Meituan-Dianping Real-Time Data Warehouse Platform Built on Apache Flink: Architecture, Practices, and Future Directions
Meituan-Dianping’s senior technical expert shares the evolution, architecture, and implementation of their Apache Flink‑based real‑time data warehouse platform, covering platform evolution, layered design, job and resource management, business warehouse use cases, and future development considerations.
This article presents Meituan-Dianping’s real‑time data warehouse (实时数仓) built on Apache Flink, beginning with an abstract that highlights the importance of data warehouses for data intelligence and the challenges of large‑scale data applications.

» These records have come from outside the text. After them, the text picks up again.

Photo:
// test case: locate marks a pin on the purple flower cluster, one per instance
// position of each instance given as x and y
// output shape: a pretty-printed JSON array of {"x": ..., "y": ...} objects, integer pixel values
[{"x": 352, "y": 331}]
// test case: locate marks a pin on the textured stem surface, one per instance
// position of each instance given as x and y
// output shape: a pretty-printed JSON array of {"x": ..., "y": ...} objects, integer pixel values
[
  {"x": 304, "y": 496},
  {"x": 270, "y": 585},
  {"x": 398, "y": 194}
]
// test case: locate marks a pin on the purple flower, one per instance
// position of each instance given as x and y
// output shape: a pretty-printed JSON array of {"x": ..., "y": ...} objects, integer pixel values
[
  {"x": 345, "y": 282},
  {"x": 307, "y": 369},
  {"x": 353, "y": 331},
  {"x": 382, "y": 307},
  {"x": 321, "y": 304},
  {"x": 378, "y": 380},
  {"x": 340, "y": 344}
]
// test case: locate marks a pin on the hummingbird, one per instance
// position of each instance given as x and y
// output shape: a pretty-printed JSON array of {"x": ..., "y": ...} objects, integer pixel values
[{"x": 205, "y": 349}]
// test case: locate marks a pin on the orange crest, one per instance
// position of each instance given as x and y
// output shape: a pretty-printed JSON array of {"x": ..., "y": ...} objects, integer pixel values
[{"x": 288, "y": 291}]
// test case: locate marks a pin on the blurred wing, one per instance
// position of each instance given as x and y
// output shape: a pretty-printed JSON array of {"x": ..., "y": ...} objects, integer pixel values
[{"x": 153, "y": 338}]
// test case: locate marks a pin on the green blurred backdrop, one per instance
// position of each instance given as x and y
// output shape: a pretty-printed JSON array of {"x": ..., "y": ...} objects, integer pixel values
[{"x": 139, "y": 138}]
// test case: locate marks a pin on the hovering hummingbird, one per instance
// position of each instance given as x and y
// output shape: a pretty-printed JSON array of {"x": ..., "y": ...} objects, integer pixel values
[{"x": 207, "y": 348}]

The first major section outlines the evolution of Meituan-Dianping’s real‑time computing platform: starting with Storm in 2016, adding Spark Streaming in early 2017, and adopting Flink at the end of 2017, emphasizing improvements in safety, stability, and usability.
The platform architecture is described in five layers: collection (Binlog, logs, IoT data into Kafka), storage (Kafka, HDFS, HBase), engine (Storm, Flink with framework wrappers), platform (managing data, tasks, resources), and application (real‑time warehouse, ML, data sync, event‑driven apps).
Job management includes configuration, publishing (version control, compile/release/rollback), and status monitoring (runtime state, custom metrics, alerts, logs). Resource management provides multi‑tenant isolation and resource delivery/deployment capabilities.
Business warehouse practices are illustrated with three examples: traffic warehouse (log collection, channel splitting, real‑time analysis), ad real‑time effect verification (join logs via requestID, store in Druid for CTR analysis), and instant delivery (feature extraction for delivery time prediction using Storm).
The article compares traditional, real‑time, and near‑real‑time warehouse models, detailing layer structures (ODS, DWD, DWS, application) and storage choices (Kafka for fact data, KV stores for dimensions, Flink for on‑the‑fly queries).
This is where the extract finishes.